2. In considerazione della rilevante mole degli interventi, delle
iniziative e dei progetti finanziati, della necessaria interlocuzione
con la Commissione europea che si e' resa necessaria per alcuni di
questi, nonche' delle tempistiche stabilite per le fasi antecedenti
dall'art. 1 dell'ordinanza n. 41 del 31 dicembre 2022 e dall'art. 1
dell'ordinanza n. 42 del 31 dicembre 2022, anche nell'esercizio dei
poteri di deroga stabiliti dalla normativa vigente, le attivita'
previste dalle ordinanze e i decreti di cui in premessa attuativi
della Macro-misura A e della Macro-misura B e fissate per il quarto
trimestre del 2023, devono essere concluse, nel rispetto della
disciplina procedimentale stabilita dalle specifiche ordinanze, entro
e non oltre il mese di marzo 2024, attraverso l'assunzione di
obbligazioni giuridicamente vincolanti che comportino l'erogazione
del 25% dei SAL o comunque l'utilizzo del 25% del valore finanziario
dei progetti, degli interventi o delle iniziative.
3. Al fine di assicurare la continuita' e la corretta esecuzione
degli interventi attuativi delle Macromisure A e B, anche
nell'esercizio dei poteri di deroga stabiliti dalla normativa
vigente, i soggetti gestori e le amministrazioni responsabili possono
sottoscrivere accordi, contratti o atti comunque denominati, relativi
ai progetti, alle iniziative o agli interventi ammessi ai
finanziamenti, assumendo le correlate obbligazioni giuridicamente
vincolanti, anche di durata pluriennale non vincolata al termine del
31 dicembre 2024, e comunque con una durata compatibile con gli
interventi di natura analoga previsti nel PNRR.

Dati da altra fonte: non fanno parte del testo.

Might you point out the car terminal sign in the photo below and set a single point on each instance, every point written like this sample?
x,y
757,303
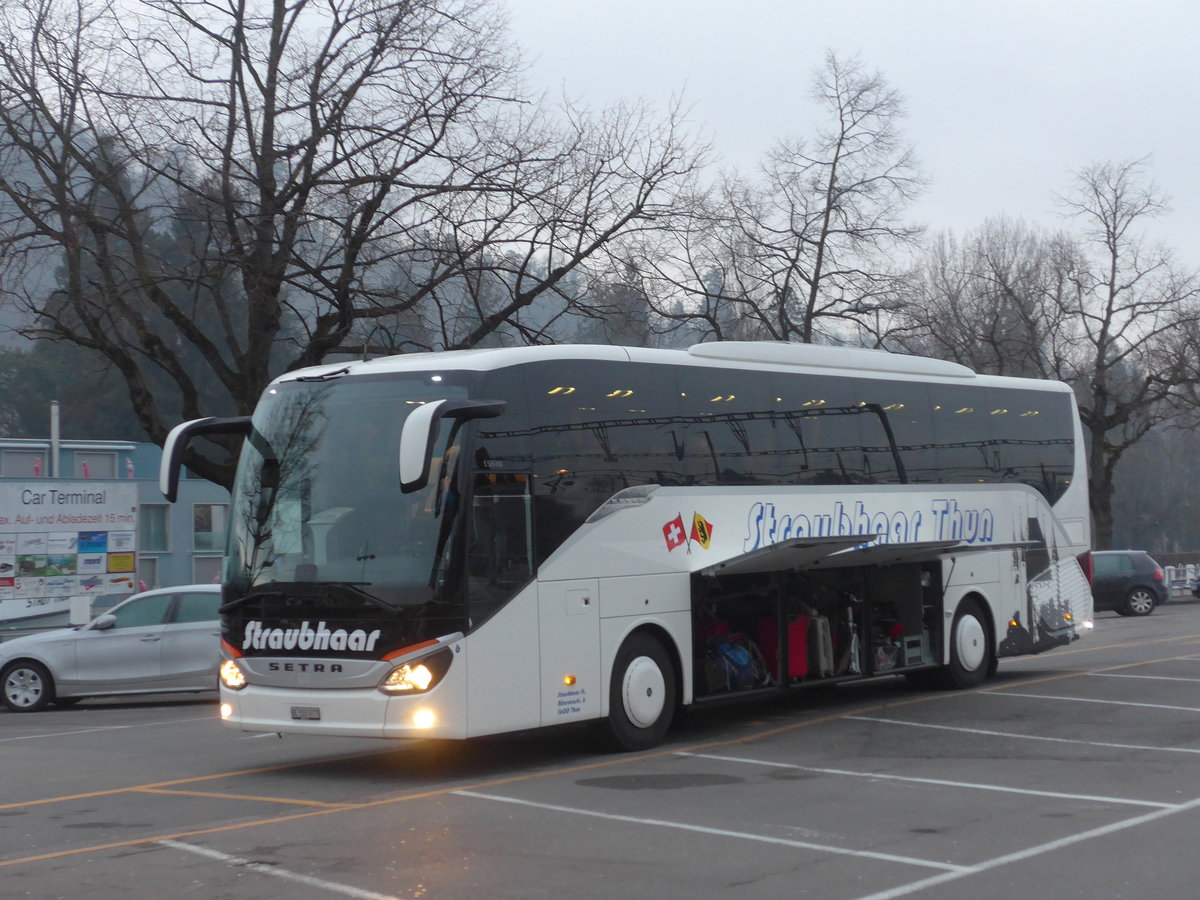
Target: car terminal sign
x,y
66,539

4. Ai fini di cui ai precedenti commi e per favorire l'esercizio
delle funzioni di monitoraggio, i soggetti gestori e i soggetti
responsabili degli interventi inviano ai soggetti attuatori, entro il
31 gennaio 2024, report contenenti lo stato di avanzamento delle
attivita' di attuazione delle Macromisure A e B con indicazione delle
eventuali criticita'»;
Visto il decreto-legge 30 dicembre 2023, n. 215, convertito, con
modificazioni, dalla legge 23 febbraio 2024, n. 18, recante
«Disposizioni urgenti in materia di termini normativi», e, in
particolare, l'art. 17 rubricato «Interventi del Fondo complementare
al PNRR riservati alle Aree colpite dai terremoti del 2009 e del
2016», il quale stabilisce che:
«1. Fermo restando quanto disposto dall'art. 1, comma 7-bis, del
decreto-legge 6 maggio 2021, n. 59, convertito, con modificazioni,
dalla legge 1° luglio 2021, n. 101, il Commissario straordinario del
Governo per la riparazione, la ricostruzione, l'assistenza alla
popolazione e la ripresa economica dei territori delle Regioni
Abruzzo, Lazio, Marche e Umbria interessati dagli eventi sismici
verificatisi a far data dal 24 agosto 2016 e la Struttura di Missione
per il coordinamento dei processi di ricostruzione e di sviluppo dei
territori colpiti dal sisma del 6 aprile 2009 sono autorizzati, anche
in deroga ai termini previsti dal cronoprogramma procedurale degli
adempimenti con scadenza al 31 dicembre 2023, quali soggetti
attuatori, a dare continuita' agli interventi del Fondo complementare
al Piano nazionale di ripresa e resilienza riservati alle aree
colpite dai terremoti del 2009 e del 2016. Per effetto di quanto
previsto dal primo periodo i soggetti responsabili degli interventi
sono autorizzati ad assumere obbligazioni giuridicamente vincolanti
di durata pluriennale.
1-bis. Per le medesime finalita' di cui al comma 1 del presente
articolo e per garantire la piu' ampia partecipazione dei settori
imprenditoriali delle aree colpite dai terremoti del 2009 e del 2016,
in considerazione della complessita' territoriale risultante
dall'accorpamento di cinque circoscrizioni territoriali preesistenti,
la disposizione transitoria di cui all'art. 4, comma 4, primo
periodo, del decreto legislativo 25 novembre 2016, n. 219, in materia
di determinazione del numero dei componenti dei consigli delle camere
di commercio, industria, artigianato e agricoltura istituite a
seguito di accorpamento ai sensi della legge 29 dicembre 1993, n.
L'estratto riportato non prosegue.